The myth of the ten-million-dollar money tree


Originally published in the Rapid City Journal, Friday, April 22, 2022


Primary election season is in full swing in South Dakota. Driving in Rapid City, the grass is turning green, trees are budding, the prairie pasque is blooming, and election signs are also seemingly sprouting from the earth. But, with all the signs of spring, there is one thing you won’t see growing in South Dakota: a money tree.

Voting in primaries is paramount. While I do not have a primary election this year, there are many other races and imperative items that the vote on June 7th will determine. Amendment C is an opportunity to protect your money, defend the Constitution, and uphold the South Dakota way of life. Therefore, the primary election is not to be skipped.

In South Dakota, we’re recognized for small government, limited laws, and less in-state influence from big spending on our policies. Unfortunately, some of these positive aspects have left South Dakota vulnerable to outside persuasion. Big money from out of state can contribute resources to push their initiatives. As a result, South Dakota is seen as an accessible test state to add national agendas and corporate objectives that will ultimately increase our taxes. In addition, our state policies can be manipulated through the ballot with more ease than in other states. Out-of-state interest groups throw some money at their big idea, and it’s possible to sway public policy regarding how (and how much of) your taxpayer money is spent.

Amendments to the Constitution in South Dakota run through two channels- either the legislature presents them and then supports them by a 2/3 majority of both legislative chambers, or individual organizations must collect 33,921 signatures (10% of the gubernatorial vote). After an amendment is placed on the ballot, it must receive a 50% plus one vote. Turnout for elections is abysmally low. A fraction of the population of South Dakota weighs in to determine our leaders and to write the check for ballot measures that could potentially cost tens of millions of dollars in the first five years of their implementation and beyond. This diverts funding away from critical budgets already in place, crucial systems that protect life and safety, and also assesses a multimillion-dollar loan out of your pocket. The money has to come from somewhere, and the money tree is nowhere to be found.

Amendment C will require a 60% vote threshold for the passage of future ballot measures that create a new tax, increase taxes, or grow government through large amounts of spending. This is a reasonable guideline for ballot measures that will cost ten million dollars or more in their first five years of implementation. Higher taxes increase the strain on everyone- our senior citizens, young people starting out, families, and small businesses. Taxpayers deserve to keep as much of their money as possible. Amendment C ensures that any ballot measure that will take more of your money can only pass if the people of South Dakota broadly support it.
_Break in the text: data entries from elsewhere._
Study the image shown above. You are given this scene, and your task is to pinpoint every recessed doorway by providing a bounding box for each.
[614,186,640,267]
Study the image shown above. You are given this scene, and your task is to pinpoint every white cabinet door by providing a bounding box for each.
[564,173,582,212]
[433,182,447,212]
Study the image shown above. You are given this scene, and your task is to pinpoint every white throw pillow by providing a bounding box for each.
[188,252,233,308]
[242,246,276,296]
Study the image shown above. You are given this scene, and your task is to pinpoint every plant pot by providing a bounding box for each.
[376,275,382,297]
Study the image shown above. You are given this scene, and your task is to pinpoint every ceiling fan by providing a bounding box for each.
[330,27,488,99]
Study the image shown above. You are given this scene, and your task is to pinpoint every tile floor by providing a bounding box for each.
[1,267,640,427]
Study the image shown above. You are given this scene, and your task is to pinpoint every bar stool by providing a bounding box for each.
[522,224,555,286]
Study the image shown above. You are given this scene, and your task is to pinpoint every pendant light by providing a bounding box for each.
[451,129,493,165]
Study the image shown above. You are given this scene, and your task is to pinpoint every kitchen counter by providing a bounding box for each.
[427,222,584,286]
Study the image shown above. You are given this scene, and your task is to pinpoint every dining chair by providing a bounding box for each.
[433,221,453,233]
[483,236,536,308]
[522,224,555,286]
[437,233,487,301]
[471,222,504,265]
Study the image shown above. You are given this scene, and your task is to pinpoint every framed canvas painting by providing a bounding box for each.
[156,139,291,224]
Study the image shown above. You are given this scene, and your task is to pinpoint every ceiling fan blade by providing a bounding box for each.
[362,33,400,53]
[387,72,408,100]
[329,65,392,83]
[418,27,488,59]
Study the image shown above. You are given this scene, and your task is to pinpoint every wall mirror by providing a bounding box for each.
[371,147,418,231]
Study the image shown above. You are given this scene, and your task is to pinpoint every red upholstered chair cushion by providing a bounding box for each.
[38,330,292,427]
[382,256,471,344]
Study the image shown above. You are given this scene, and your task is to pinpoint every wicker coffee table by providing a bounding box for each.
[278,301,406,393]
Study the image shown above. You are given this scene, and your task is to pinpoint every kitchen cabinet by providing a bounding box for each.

Amendments to our state Constitution should not be taken lightly. There are other avenues to pass legislation that does not require editing that document- particularly when those changes include higher taxes and exorbitant growth of government. Amendment C will preserve the limited role of government in South Dakota.


Tax-and-spend groups want to use the ballot process to bypass the elected legislature- making us more like California or Washington D.C. In South Dakota, we need to remain committed to fiscal responsibility and low taxes. Amendment C will help foster our continued success of low taxation and a sound financial position.

Similar safeguards for taxpayer money have seen success in other states. For example, Washington state requires a 60% majority vote and Utah and Florida 2/3s. Comparative amendments and initiatives are proposed or already on the ballot in 5 additional states.

We can take this question of spending a step further- what happens when the $10 million money tree becomes a forest? What happens when there are constitutional amendments election year after election year? What happens if more than one initiative on the ballot passes, and it’s an increase of over twenty million dollars (or more) in the first five years? There is no $10 million money tree forest, folks- that money is coming out of your pocket.

We must have safeguards in place for the taxpayers of South Dakota. Vote yes on Amendment C.